Revised question and code (2020-07-10)
This question has undertaken several edits as the analysis has progressed. I've included the most recent information here at the top, but for those who are stuck at other steps, please see the information below.
Recap: I'm modelling the relationships between several continuous variables (A, B & C), a categorical variable (YN), and a random intercept (ID). I've included an offset (T) because the count data was collected during behavioural observations of different durations. There's also a term for zero-inflation based on the random intercept.
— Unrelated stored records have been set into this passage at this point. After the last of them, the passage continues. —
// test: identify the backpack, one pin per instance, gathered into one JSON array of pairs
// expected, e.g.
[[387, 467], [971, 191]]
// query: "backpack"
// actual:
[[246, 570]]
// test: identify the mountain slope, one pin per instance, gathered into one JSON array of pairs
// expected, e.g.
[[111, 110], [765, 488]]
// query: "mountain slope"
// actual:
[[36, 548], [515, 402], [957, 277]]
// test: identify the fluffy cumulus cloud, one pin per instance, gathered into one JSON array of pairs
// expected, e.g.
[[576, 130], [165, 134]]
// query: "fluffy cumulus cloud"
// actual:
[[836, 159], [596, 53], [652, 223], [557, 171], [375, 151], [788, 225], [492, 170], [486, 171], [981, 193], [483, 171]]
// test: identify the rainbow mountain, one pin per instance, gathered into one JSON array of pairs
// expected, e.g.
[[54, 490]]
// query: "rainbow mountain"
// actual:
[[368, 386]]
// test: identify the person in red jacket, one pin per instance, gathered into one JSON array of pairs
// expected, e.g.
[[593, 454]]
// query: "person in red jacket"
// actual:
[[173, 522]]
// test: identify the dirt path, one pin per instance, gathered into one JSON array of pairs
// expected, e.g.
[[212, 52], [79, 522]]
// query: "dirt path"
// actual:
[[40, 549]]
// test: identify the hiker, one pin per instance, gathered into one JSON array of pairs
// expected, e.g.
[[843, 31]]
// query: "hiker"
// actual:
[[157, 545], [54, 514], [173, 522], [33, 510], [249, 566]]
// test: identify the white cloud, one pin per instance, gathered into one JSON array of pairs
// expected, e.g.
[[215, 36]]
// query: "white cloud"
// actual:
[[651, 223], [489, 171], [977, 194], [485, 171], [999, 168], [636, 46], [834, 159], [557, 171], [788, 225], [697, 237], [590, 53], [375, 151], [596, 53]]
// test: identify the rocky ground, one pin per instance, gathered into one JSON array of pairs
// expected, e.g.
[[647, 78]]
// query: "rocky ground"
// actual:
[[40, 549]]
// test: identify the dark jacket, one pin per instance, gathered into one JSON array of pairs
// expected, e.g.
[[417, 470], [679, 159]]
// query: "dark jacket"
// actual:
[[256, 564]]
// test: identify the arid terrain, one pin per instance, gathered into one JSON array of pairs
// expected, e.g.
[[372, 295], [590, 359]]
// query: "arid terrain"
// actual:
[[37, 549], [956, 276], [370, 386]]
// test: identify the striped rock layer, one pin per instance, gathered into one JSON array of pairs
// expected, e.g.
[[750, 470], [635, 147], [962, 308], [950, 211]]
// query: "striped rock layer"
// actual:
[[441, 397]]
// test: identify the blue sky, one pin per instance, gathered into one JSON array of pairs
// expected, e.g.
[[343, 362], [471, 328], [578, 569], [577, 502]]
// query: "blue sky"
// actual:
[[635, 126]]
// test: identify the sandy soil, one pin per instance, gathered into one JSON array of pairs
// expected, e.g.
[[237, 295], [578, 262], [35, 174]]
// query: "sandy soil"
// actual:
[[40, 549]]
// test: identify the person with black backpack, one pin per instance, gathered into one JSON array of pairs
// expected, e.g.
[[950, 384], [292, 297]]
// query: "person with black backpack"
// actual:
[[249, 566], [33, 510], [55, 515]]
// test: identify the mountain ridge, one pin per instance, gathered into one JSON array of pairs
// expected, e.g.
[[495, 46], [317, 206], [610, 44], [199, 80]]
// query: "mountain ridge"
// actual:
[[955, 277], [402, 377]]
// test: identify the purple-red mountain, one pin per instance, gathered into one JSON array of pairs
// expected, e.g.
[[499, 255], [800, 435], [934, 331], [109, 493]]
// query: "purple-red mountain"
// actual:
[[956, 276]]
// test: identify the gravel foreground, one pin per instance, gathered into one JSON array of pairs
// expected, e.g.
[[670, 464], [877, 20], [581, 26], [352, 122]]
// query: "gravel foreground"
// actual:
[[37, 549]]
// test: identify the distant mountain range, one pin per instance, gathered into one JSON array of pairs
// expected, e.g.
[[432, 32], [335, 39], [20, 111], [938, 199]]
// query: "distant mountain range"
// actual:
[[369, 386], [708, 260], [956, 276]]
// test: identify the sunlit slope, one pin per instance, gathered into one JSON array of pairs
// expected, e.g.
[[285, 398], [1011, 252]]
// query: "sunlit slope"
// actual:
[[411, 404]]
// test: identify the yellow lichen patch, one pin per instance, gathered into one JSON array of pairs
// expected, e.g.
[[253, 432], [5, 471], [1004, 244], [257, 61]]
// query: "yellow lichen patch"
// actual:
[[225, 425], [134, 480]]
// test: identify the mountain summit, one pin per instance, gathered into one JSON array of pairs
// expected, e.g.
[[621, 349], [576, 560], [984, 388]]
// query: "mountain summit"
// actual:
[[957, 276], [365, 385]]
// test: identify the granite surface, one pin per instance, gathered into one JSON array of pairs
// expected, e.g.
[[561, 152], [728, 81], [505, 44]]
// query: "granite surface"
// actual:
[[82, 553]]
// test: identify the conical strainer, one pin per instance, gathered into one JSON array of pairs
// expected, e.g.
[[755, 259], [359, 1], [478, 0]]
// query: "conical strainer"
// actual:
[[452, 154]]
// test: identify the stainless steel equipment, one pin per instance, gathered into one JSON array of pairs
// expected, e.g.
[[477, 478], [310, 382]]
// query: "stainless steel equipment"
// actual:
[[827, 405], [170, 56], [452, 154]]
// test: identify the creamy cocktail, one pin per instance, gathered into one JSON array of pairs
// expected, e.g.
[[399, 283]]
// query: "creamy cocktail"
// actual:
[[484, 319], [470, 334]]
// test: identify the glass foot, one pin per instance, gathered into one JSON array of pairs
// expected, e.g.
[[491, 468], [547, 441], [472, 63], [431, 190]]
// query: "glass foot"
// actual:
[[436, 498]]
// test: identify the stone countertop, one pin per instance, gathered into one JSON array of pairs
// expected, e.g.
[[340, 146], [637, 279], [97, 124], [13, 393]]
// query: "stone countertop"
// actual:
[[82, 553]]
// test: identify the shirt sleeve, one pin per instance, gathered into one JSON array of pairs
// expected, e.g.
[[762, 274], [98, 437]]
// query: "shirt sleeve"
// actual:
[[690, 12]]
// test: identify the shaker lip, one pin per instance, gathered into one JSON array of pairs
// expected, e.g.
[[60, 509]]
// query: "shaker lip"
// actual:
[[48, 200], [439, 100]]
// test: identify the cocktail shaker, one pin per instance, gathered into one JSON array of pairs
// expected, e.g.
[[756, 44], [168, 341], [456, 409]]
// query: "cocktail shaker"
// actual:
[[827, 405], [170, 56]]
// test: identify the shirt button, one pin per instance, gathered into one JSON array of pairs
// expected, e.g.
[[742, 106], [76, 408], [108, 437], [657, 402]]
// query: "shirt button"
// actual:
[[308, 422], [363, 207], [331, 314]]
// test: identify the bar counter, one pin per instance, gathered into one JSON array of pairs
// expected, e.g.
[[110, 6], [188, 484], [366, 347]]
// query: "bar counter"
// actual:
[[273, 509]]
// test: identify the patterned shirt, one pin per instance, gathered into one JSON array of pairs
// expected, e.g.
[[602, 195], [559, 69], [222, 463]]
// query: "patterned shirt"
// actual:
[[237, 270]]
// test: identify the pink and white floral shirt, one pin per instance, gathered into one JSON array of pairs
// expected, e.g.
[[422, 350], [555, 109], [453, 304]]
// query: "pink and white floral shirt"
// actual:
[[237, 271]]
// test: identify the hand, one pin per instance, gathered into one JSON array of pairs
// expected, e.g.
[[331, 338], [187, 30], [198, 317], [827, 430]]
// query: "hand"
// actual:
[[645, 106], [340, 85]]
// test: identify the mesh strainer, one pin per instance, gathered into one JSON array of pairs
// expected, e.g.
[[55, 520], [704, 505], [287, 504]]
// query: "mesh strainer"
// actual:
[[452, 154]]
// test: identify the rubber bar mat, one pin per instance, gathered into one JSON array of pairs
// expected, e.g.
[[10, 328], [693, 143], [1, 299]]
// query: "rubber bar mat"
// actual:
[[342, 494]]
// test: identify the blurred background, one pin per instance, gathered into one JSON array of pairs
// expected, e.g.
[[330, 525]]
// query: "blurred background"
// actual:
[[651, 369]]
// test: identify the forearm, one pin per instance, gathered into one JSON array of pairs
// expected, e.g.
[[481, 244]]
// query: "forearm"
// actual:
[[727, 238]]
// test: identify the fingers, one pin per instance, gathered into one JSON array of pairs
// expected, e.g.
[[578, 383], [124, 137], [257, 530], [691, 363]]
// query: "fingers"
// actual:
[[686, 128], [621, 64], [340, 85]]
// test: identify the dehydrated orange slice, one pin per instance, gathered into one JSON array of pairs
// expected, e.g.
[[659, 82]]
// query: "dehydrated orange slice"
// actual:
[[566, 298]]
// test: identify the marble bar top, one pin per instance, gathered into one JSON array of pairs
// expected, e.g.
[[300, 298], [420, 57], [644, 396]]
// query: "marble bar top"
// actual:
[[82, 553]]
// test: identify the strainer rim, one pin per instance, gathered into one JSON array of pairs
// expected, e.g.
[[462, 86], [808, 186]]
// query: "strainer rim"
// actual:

I'm comparing all subsets of this model to determine the best-fit models.
At present, the dredge function is throwing an error when I attempt to compare all subsets.
#simulated data
df <- data.frame(
count = sample(size = 300, c(0:6), replace = TRUE, prob = c(0.7, 0.15, 0.05, 0.04, 0.03, 0.02, 0.01)),
A = sample(size = 300, x = 24:65, replace = TRUE),
B = runif(n = 300, min = 7, max = 19),
C = rbeta(n = 300, shape1 = 1, shape2 = 25)*100,
YN = sample(size = 300, c("Y", "N"), replace = TRUE, prob = c(0.2, 0.8)),
T = runif(n = 300, min = 10, max = 20),
ID = sample(size = 300, letters, replace = TRUE)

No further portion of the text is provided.